Septembre 2011: la fuite du rapport explosif de Jacques Duchesneau, patron de l'Unité anticollusion, met le feu aux poudres. L'ancien chef de police de Montréal conclut que le ministère des Transports est impuissant face à la collusion, et que le crime organisé et les entreprises de construction sont responsables des coûts très élevés payés par l'État pour ses projets d'infrastructures. Une partie du magot serait ensuite transférée vers les caisses électorales des partis politiques, écrit M. Duchesneau.

Septembre 2011: après la comparution de Jacques Duchesneau devant une commission parlementaire, le gouvernement Charest montre des signes d'ouverture à l'idée de créer une commission d'enquête, en partie publique, en partie à huis clos.

18 octobre 2011: à trois jours de l'important congrès des membres du PLQ, Jean Charest recueille l'avis de ses députés concernant le déclenchement d'une enquête sur les allégations de construction et de collusion dans l'industrie de la construction.

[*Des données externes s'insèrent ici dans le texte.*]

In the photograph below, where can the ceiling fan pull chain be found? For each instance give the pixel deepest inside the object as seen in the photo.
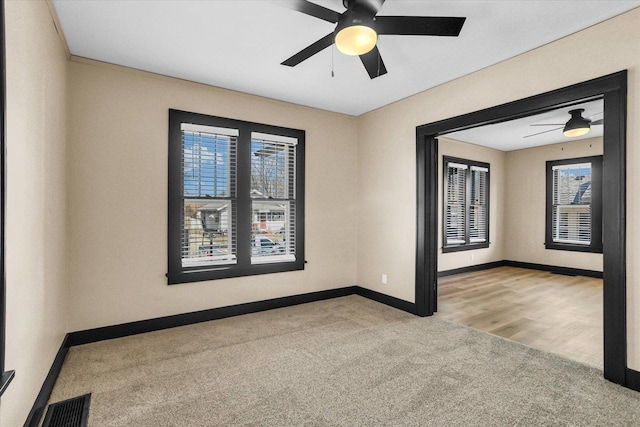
(332, 52)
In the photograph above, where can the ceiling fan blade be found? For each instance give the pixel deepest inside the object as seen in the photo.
(309, 51)
(373, 5)
(372, 61)
(419, 25)
(312, 9)
(540, 133)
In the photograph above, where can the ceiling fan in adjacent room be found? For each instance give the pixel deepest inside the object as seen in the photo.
(358, 28)
(576, 126)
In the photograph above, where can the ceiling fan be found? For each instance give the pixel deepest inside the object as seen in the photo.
(358, 28)
(576, 126)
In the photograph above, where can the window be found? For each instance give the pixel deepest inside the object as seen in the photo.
(236, 201)
(574, 204)
(466, 204)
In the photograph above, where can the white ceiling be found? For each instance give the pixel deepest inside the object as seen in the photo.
(239, 44)
(518, 134)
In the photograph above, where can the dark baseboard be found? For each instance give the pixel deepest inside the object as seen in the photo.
(33, 419)
(555, 269)
(471, 268)
(633, 379)
(387, 300)
(5, 379)
(552, 268)
(159, 323)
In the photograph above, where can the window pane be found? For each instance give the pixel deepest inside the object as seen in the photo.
(272, 232)
(571, 210)
(478, 206)
(208, 164)
(208, 168)
(272, 169)
(455, 209)
(208, 236)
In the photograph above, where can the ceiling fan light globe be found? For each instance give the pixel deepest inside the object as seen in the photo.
(356, 39)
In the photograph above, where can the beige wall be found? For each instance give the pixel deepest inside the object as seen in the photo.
(118, 126)
(525, 205)
(496, 160)
(387, 159)
(36, 213)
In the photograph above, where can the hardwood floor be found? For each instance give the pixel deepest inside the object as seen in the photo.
(551, 312)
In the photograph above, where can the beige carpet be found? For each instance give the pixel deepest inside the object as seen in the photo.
(343, 362)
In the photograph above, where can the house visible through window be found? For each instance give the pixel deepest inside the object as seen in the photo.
(236, 198)
(466, 204)
(574, 204)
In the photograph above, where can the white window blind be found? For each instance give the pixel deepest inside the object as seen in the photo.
(478, 205)
(209, 195)
(571, 203)
(273, 169)
(455, 209)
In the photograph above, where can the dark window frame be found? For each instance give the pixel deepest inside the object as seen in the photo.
(596, 205)
(179, 274)
(468, 245)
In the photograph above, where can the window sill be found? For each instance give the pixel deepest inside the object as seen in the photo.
(574, 248)
(5, 380)
(468, 247)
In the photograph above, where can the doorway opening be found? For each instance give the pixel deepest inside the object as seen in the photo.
(612, 90)
(531, 169)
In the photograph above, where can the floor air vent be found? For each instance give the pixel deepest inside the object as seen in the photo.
(68, 413)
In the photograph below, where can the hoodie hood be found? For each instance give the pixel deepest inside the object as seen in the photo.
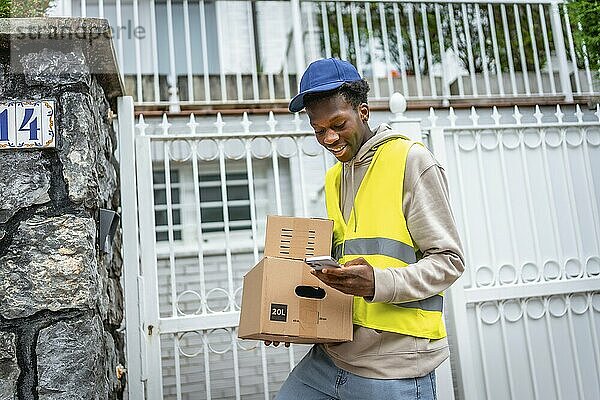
(354, 170)
(381, 134)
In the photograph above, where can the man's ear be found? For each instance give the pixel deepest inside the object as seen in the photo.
(363, 112)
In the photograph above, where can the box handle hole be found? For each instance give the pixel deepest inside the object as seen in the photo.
(311, 292)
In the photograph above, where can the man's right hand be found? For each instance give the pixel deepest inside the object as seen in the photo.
(268, 343)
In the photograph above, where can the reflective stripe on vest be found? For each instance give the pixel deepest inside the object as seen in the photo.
(377, 231)
(388, 247)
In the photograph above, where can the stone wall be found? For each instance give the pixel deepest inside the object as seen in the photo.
(61, 302)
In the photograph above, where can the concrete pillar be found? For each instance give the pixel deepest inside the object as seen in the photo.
(61, 299)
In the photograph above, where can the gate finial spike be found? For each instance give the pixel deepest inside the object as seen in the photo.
(452, 116)
(165, 124)
(272, 122)
(246, 122)
(297, 122)
(142, 125)
(192, 124)
(578, 113)
(517, 115)
(474, 117)
(538, 114)
(219, 124)
(496, 116)
(559, 114)
(432, 117)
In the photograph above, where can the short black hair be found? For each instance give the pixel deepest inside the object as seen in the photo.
(355, 93)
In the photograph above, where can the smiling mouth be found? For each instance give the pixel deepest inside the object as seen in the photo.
(337, 150)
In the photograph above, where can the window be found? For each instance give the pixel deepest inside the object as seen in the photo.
(184, 203)
(238, 202)
(161, 207)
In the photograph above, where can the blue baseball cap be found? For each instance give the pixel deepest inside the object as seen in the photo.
(321, 76)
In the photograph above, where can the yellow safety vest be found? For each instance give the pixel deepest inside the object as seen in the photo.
(379, 234)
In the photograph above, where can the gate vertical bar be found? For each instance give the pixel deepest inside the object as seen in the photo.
(297, 37)
(561, 52)
(131, 252)
(458, 304)
(150, 323)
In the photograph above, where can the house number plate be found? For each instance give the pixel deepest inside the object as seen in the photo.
(27, 124)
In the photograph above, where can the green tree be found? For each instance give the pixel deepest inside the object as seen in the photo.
(460, 27)
(23, 8)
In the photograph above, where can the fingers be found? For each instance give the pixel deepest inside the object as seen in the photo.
(275, 344)
(357, 261)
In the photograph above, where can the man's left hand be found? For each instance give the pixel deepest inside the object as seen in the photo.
(355, 277)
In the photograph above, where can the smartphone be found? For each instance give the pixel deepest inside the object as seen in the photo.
(320, 262)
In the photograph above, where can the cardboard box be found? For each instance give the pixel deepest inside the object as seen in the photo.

19 octobre 2011: Jean Charest annonce finalement la mise sur pied d'une commission d'enquête mixte — en partie à huis clos et en partie publique — présidée par la juge France Charbonneau, de la Cour supérieure, qui ne pourra cependant contraindre à témoigner. La commission devra produire un rapport au plus tard en octobre 2013.

21 octobre 2011: au congrès des membres du PLQ, Jean Charest fait finalement volte-face: la juge Charbonneau pourra demander au gouvernement de lui permettre de contraindre certains témoins.

9 novembre 2011: le gouvernement Charest renonce finalement à sa commission «taillée sur mesure» et accorde à la juge Charbonneau les pleins pouvoirs d'enquête qu'elle avait demandés.

8 juin 2012: la Commission d'enquête sur l'octroi et la gestion des contrats publics dans l'industrie de la construction (la «commission Charbonneau») entend en audiences publiques son premier témoin.